Ciphergen's ProteinChip system is being sold in Australia and Asia by Melbourne-based biotech equipment dealer Advanced Labs.

ProteinChip employs a principle called surface-enhanced laser desorption and ionisation time-of-flight mass spectrometry, or SELDI-TOF.

Attached to a spectrometer, the device allows researchers to rapidly separate and catalogue the full spectrum of proteins in a biological sample. Richard Holder, Advanced Labs' managing director, says the exception sensitivity of the device allows detection of rare or unusual proteins that conventional techniques may have overlooked.

With SELDI-TOF, raw biological samples are placed in wells in small metal strips that have been coated with one of 10 different surfaces that selectively bind proteins with specific physico-chemical properties.

The unbound proteins are washed away, and the captured proteins are impregnated with an energy absorbing matrix compound. The chip is then placed in the ProteinChip device and zapped with a laser, causing the molecules to "fly" through the mass spectrometer -- the time of flight yields a measure of each protein's molecular weight.

Holder says ProteinChip does not replace gel systems, but augments them with its ability to detect proteins across the full spectrum of molecular weights between 1 and 200 kilodaltons.

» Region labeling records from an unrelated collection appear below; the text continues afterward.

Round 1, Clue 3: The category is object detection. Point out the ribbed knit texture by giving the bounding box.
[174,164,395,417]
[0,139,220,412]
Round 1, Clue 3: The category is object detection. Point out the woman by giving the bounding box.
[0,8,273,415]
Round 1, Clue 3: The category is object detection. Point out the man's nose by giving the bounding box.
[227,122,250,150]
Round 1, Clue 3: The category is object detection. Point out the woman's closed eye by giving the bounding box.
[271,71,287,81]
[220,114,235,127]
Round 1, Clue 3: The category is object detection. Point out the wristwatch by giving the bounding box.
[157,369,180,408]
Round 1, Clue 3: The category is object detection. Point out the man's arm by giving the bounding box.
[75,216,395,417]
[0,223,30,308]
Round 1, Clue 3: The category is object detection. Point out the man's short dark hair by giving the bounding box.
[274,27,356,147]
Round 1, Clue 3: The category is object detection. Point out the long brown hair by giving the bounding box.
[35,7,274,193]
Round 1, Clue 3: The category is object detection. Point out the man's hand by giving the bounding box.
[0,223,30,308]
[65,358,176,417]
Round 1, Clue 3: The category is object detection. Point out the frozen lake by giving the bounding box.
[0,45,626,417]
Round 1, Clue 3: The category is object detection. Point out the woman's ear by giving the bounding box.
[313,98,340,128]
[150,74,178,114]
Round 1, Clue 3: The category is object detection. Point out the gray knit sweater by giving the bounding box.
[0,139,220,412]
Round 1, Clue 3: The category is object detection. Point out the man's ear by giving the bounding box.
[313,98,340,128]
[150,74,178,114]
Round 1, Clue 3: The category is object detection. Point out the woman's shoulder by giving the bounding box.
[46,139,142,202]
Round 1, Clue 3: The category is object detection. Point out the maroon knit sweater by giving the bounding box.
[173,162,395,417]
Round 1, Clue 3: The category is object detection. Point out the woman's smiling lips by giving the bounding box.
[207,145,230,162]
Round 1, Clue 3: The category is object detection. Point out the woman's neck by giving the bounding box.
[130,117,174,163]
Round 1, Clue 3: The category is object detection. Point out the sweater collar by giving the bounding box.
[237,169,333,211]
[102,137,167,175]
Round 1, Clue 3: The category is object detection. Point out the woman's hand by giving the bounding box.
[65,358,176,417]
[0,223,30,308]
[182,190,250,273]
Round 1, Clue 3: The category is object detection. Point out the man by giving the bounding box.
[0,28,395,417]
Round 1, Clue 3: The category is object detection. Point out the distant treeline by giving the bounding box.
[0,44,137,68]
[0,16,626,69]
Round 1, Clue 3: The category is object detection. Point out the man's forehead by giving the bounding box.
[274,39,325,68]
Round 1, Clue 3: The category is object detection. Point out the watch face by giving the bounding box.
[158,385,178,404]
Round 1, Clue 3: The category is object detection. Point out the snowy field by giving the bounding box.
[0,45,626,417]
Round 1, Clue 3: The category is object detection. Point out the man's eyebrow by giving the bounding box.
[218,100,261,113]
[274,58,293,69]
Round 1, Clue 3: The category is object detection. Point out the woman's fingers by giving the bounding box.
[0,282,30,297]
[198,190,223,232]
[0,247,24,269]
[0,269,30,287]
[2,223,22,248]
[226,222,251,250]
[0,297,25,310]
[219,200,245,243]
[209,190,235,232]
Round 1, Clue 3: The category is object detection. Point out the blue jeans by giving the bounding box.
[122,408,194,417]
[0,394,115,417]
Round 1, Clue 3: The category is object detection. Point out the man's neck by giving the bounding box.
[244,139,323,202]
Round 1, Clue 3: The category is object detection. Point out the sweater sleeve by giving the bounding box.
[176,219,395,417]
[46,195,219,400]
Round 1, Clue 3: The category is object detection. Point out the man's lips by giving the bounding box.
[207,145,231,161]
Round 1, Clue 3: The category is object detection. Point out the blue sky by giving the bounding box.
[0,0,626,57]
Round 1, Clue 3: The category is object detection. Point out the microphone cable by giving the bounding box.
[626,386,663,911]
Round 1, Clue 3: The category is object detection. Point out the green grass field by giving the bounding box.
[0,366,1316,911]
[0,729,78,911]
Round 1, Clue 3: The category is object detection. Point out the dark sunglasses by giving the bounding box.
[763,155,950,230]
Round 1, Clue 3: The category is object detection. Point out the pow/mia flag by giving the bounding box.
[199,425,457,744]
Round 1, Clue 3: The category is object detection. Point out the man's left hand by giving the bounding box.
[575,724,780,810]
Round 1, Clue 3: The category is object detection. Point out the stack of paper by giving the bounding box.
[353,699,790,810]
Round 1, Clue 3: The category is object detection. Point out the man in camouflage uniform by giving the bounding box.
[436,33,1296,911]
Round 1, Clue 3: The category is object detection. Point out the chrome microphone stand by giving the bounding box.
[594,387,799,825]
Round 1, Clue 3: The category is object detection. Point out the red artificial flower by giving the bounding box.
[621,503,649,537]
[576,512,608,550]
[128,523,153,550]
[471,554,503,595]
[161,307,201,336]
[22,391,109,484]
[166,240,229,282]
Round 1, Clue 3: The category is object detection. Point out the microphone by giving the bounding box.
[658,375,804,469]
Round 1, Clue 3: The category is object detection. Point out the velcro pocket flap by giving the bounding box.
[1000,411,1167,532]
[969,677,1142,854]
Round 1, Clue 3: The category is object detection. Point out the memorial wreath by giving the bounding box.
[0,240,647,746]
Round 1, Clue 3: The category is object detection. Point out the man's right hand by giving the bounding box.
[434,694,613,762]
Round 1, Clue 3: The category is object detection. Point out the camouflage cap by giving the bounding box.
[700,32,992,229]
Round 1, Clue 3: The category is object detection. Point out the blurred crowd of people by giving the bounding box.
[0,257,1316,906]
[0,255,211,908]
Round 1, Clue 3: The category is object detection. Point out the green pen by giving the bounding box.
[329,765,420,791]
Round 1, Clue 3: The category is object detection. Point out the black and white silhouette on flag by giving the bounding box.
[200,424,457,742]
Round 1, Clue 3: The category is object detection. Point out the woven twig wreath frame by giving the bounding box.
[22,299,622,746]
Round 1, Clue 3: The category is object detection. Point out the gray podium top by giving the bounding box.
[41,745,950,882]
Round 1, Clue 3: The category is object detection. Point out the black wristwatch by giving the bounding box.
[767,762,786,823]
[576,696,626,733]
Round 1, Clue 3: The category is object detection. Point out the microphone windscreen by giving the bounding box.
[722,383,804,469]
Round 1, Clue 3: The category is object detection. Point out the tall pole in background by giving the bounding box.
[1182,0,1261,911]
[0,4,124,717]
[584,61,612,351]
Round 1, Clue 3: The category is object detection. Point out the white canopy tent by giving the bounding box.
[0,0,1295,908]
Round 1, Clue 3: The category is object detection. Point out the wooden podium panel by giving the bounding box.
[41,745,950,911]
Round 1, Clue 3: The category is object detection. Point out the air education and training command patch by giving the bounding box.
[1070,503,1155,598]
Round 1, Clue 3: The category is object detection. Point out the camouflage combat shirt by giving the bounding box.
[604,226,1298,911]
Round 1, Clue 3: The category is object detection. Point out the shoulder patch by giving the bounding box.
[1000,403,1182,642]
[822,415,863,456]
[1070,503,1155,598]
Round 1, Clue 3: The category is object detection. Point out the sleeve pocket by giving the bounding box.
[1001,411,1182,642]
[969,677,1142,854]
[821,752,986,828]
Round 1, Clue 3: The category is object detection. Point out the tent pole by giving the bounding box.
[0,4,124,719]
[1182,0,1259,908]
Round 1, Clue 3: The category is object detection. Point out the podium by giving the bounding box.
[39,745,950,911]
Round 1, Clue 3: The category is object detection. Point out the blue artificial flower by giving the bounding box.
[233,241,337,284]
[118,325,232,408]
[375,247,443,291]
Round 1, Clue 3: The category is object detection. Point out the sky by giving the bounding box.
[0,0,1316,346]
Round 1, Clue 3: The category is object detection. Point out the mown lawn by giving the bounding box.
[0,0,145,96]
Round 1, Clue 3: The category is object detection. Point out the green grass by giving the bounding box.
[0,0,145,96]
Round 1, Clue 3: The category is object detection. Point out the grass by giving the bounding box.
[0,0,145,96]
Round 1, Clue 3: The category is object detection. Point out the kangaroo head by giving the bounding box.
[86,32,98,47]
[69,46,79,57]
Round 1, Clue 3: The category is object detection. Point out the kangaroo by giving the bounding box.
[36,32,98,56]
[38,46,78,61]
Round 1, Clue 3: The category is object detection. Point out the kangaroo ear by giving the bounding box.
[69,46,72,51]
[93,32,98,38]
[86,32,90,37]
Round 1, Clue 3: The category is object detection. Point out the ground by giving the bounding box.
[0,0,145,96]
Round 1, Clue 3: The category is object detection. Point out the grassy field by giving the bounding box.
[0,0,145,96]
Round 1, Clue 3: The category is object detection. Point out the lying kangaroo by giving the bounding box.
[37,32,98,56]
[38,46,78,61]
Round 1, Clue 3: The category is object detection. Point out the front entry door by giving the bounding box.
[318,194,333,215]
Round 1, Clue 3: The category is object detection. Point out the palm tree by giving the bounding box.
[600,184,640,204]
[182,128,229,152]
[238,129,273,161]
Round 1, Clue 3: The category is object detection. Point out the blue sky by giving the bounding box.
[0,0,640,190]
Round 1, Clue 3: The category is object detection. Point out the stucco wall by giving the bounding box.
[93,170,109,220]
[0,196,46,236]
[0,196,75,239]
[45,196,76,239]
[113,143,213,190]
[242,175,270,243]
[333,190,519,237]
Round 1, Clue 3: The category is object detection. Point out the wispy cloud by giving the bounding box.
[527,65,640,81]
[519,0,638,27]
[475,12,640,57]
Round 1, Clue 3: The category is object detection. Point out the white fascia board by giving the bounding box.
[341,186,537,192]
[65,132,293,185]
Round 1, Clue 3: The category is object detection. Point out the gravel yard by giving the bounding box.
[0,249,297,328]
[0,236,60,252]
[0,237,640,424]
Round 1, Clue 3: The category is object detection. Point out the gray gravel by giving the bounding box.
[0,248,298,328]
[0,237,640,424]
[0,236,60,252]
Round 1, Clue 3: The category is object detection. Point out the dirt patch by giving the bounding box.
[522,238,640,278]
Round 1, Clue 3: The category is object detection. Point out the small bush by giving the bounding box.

Holder has already sold one of the $500,000 devices to Prof John Mattick's laboratory at the Institute of Molecular Bioscience at the University of Queensland.

During last week's ASM 2002 meeting, the company held talks with representatives of the Victorian government over the possibility of purchasing a ProteinChip device for Victorian biotech and biomedical researchers, and installing it as part of the research complex around Australia's first synchrotron near Monash University's Clayton campus.